Il n’existe donc pas de recette toute trouvée pour « sauver » l’éducation ?
Il faut savoir qu’il est très difficile de piloter un système éducatif. On peut s’en convaincre grâce aux fameuses études PISA (Programme international pour le suivi des acquis des élèves) qui comparent les systèmes éducatifs de l’OCDE et établissent un classement des différents pays. Quand on s’intéresse à ce qui caractérise des systèmes éducatifs en haut ou au contraire en bas de classement, on se rend compte qu’aucune variable ne permet véritablement d’expliquer pourquoi un système marche aux dépens d’un autre. Par exemple, la durée de formation des maîtres peut être la même dans un système réputé performant et dans un système moins bien noté. Toutefois, deux critères semblent significatifs pour prédire si tel ou tel système éducatif va ou non marcher. Le premier, c’est la disparité sociale. Plus elle est marquée, plus le système éducatif est fragile. Autrement dit, la cohésion sociale est un prédicteur de la bonne santé du système éducatif. Le second critère, c’est le pourcentage du PIB qu’une nation investit dans son éducation. D’un point de vue très global, la réussite d’un système éducatif dépend donc principalement de l’état de la société et de la quantité de richesse nationale injectée dans l’éducation. Aussi, au-delà des modalités de la réforme du collège, la vraie question que l’on est en droit de se poser peut se résumer à : quels seront les moyens effectivement mis en place ?

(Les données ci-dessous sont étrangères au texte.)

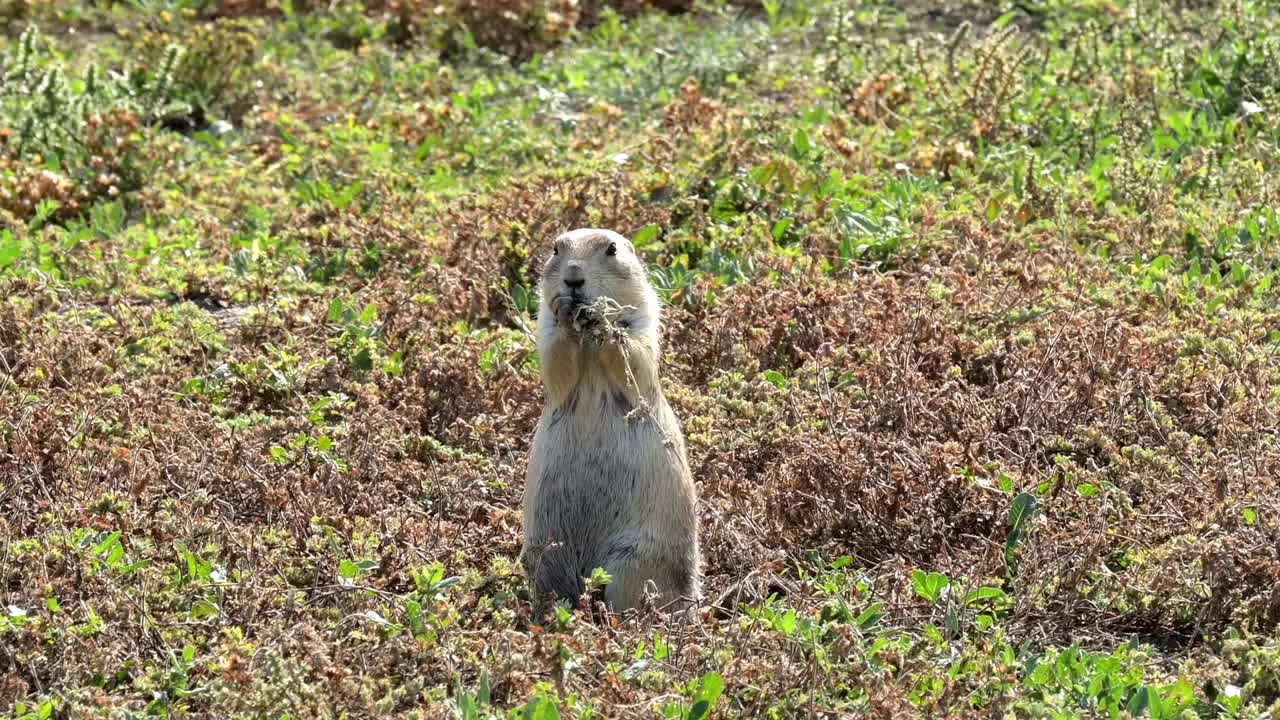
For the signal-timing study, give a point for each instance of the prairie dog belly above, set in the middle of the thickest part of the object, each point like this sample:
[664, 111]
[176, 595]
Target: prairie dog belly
[602, 491]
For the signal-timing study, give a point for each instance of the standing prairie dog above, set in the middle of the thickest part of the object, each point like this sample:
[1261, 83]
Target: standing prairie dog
[608, 481]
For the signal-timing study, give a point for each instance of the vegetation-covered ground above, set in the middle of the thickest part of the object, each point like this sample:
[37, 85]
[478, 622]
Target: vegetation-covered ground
[972, 327]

Selon vous, quel changement majeur va apporter cette réforme en ce qui concerne les pratiques pédagogiques et l’apprentissage des élèves ?
Elle introduit une approche interdisciplinaire dans les enseignements. Les professeurs de différentes disciplines ont dorénavant l’obligation de travailler sur des projets communs. Je pense que la réforme entérine des pratiques déjà en partie en place et qui ont montré leur intérêt. L’introduction réglementée de projets interdisciplinaires et la formalisation du travail en groupe sont utiles pour préparer les élèves au monde d’aujourd’hui. Dans une vie professionnelle où l’on n’est finalement jamais isolé, il y a un enjeu fort sur la capacité des uns et des autres à travailler ensemble. Les élèves doivent développer des compétences sociales ou transversales plus tôt. Cette approche interdisciplinaire peut redonner du sens à l’école pour un certain nombre d’enfants. Ceux pour qui l’école se résume à s’assoir, écouter, être passif, ne rien comprendre et accumuler du retard et des échecs.
Recueilli par Ronan Rousseau
La réforme du collège en bref
Good to know
- Le volume de cours hebdomadaire est plafonné à 26 heures.
- Les collèges disposent de 20% de l’emploi du temps pour réaliser du travail en groupes réduits, de l'accompagnement personnalisé (AP) ou des enseignements pratiques interdisciplinaires (EPI).
- Les EPI deviennent obligatoires dès la 5e.
- L'apprentissage d'une deuxième langue vivante débute en 5e, soit un an plus tôt qu'auparavant.
- Une partie des classes bilangues et européennes est supprimée.
- Le latin et le grec ne sont plus enseignés que dans le cadre de l'EPI "Langues et cultures de l'Antiquité".